Sandri apresentou a cartilha ainda em fase de elaboração, antes de sua publicação, no 2º Encontro de Valorização da Vida – Suicídio: Epidemia Calada, que reuniu um público de 1200 pessoas para ouvir palestrantes de diversas área de interesse, especializados em lidar com a prevenção ao suicídio, promovido pela Prefeitura do Município de Jundiaí, Rede TV TEC e Centro de Valorização da Vida o seminário foi realizado em 31 de agosto.
TEMA TABU
“O suicídio é uma grave questão de saúde pública que, nos últimos anos, vem ganhando contorno de epidemia. Só pra se ter uma ideia, no mundo, 800 mil pessoas se suicidam todos os anos e o suicídio já é, hoje, a segunda principal causa de morte entre os jovens de 15 a 29 anos. No Brasil, nos últimos 12 anos, houve um aumento de 15,3% no número de suicídios entre jovens”, recorda o psicólogo.
LEIA TAMBÉM:
Saúde: São Paulo é o segundo Estado com mais menções a suicídio nas redes sociais
Apesar disto, é um tema pouco abordado pelos profissionais de saúde e pela sociedade em geral, por ser cercado de tabus, estigmas e preconceitos. “Com o lançamento da cartilha (e com as demais ações que compõem a programação deste mês) desejamos lançar luz sobre esta questão, fixando o tema na pauta do município, buscando levar todos a uma reflexão sobre o assunto”, explica acrescentando que patrocinar a reflexão sobre ele é uma atitude “importante e corajosa, porque valoriza e encara de frente uma questão delicada”.
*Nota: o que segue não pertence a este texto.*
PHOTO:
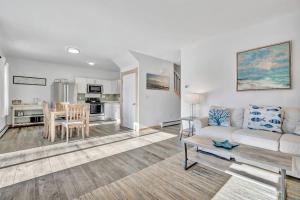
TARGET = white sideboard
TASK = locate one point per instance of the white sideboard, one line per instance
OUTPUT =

Sandri está desde 2006 atuando na rede de Saúde Pública de Jundiaí. É graduado em Psicologia na Universidade de São Paulo (USP), com especialização em Psicologia do Desenvolvimento na Unicamp e mestrado em Psicologia Clínica na USP. Concentra maior parte do meu tempo no âmbito da saúde pública e já trabalhou na rede de saúde de São Paulo. “Acredito que o que me fez escolher a profissão foi um profundo interesse pelo ser humano, pelas pessoas e suas histórias. Em toda escolha, há aspectos conscientes e outros nem tanto. Certamente minha história de vida, questões familiares também contribuíram. Na adolescência, também comecei a me interessar por psicanálise, sobretudo pela obra de Freud, o que também me encaminhou para essa escolha”, recorda.
Ele vê como o maior desafio à frente da Coordenação de Saúde Mental de Jundiaí seja prover ações de cuidado e prevenção a um contingente cada vez maior de pessoas com sofrimento psíquico, em meio a uma organização social que define como “cada vez mais adoecedora” em razão das pressões que cria por resultados (performance), pelo individualismo exacerbado, pelo enfraquecimento das relações comunitárias e afetivas, pelo consumo tomado como ideal social máximo (“tenho, logo existo”), pela a violência manifesta em todos os ambientes.
“Tudo isso tem causado enorme impacto na saúde mental das pessoas e, por vezes, temos a tendência a acreditar que a medicalização maciça de todas estas questões seria a melhor resposta. O desafio, então, é construir ações nos diferentes níveis de atenção e de forma intersetorial para que tenhamos ofertas de cuidado fundamentadas na produção de vida! Acho que também é uma grande tarefa contribuir para a desconstrução do estigma e preconceito em torno das questões de saúde mental, especialmente das pessoas com sofrimento psíquico grave. Ainda há muito trabalho pela frente para assegurar sua inclusão social!”, avalia Sandri.